Малышев подошел к столу Наташи и сказал ласково:

— Устала? Уже поздно, шла бы домой…

— Я провожу вас, Наташа, — вызвался Кобяков.

— Я бы посидела еще… Мне интересно, когда вы говорите, Иван Михайлович, — ее глаза, большие, серые, не отрывались от Малышева.

— Скажи, ты где училась? Где раньше работала?

— Училась в прогимназии… У нас большая семья. Я — девятая… с пятнадцати лет работала, вышивке учила…

— Вышивке? — заинтересовался Иван.

Наташа красива. Прямой тонкий нос, твердая складка губ говорили о внутренней силе. Дуги бровей стояли высоко, отчего взгляд казался удивленным. «А что я, собственно, знаю о ней? Верещит под боком пичуга, а мы и внимания на нее не обращаем».

— Потом кассиром-продавцом в акционерном обществе «Зингер», — продолжала Наташа с гордостью, — а теперь уже кассиром и помощником секретаря.

— Сколько же тебе лет?

— О, мне уже много. Семнадцать.

— Да, это много… — с шутливым страхом согласился он. И уже строго сказал: — Ну, вот что, Наташа, иди, девочка, домой, небось мама тебя с лучиной разыскивает.

Наташа нехотя поднялась, с обидой поглядела на него.

— Бог вас накажет за это… Я ведь тоже на заводе работаю и должна просвещаться! — вырвалось у нее с задором.

Следом за девушкой вышел Кобяков.

Давыдов озабоченно произнес:

— Видим девчонку каждый день, а не можем потолковать с нею всерьез.
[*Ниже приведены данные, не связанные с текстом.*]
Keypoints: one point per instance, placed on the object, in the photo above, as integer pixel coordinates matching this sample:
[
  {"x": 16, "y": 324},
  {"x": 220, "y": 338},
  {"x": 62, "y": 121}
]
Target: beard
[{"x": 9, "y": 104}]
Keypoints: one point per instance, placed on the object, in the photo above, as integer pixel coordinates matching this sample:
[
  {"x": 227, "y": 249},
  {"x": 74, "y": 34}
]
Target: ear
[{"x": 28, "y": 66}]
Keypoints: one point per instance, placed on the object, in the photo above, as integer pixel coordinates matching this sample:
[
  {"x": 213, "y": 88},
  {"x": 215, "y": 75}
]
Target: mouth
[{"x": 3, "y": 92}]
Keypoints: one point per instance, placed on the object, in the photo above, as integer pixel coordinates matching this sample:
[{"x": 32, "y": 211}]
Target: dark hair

У нее к каждому слову — бог. Господин управляющий, смотри-ка, захотел иметь в кассе «своего человека»! Ты, Иван, позанимался бы с девочкой отдельно для качала, а то уведут ее в сторону.

Иван кивнул, соглашаясь, но почему-то вспыхнул весь и долго не мог оправиться от охватившего его волнения. Товарищи понимающе переглянулись.
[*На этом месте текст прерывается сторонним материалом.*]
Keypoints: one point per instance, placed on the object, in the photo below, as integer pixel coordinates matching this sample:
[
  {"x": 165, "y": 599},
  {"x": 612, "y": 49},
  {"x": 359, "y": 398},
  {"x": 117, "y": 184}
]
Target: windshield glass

— Что на свете делается, Михайлович, знаешь ли?

— Вы слышали? Мобилизованные рабочие Лысьвы потребовали у хозяев завода выдачи денег. А те вызвали полицию. Несколько человек убито, — начал Иван, одолевая непонятное ему самому смущение.

— Как же так?

— За что?

— Ну как за что? Берут тебя в армию, а ты не требуй своей зарплаты. Просили рабочие деньги за две недели вперед для своих семей. По ним стрелять начали из окон. Рабочие вооружились кольями, камнями, охотничьи ружья в ход пошли, ну, и осадили заводоуправление. Свыше ста человек предали военно-окружному суду. Пять человек повесили. Девять — к бессрочной каторге приговорили, тридцать пять — от шести до двадцати лет, многих в ссылку… пожизненно.

В кассу пришел Анатолий Парамонов, секретарь больничной кассы, которого посылали в село Ольховка, Шадринского уезда, начал рассказывать:

— Ох, что там было, в Ольховке… мобилизованные разнесли волостное правление, избили писаря и старшину, кричат, негодуют: «В страду на войну гоните! А земли не даете! Бей, ребята, по окнам!» Все окна выхлестали. «Опять, — говорят, — царь обманывает В русско-японскую войну обманул! Не пойдем кровь проливать за толстопузых, пока земли не дадут».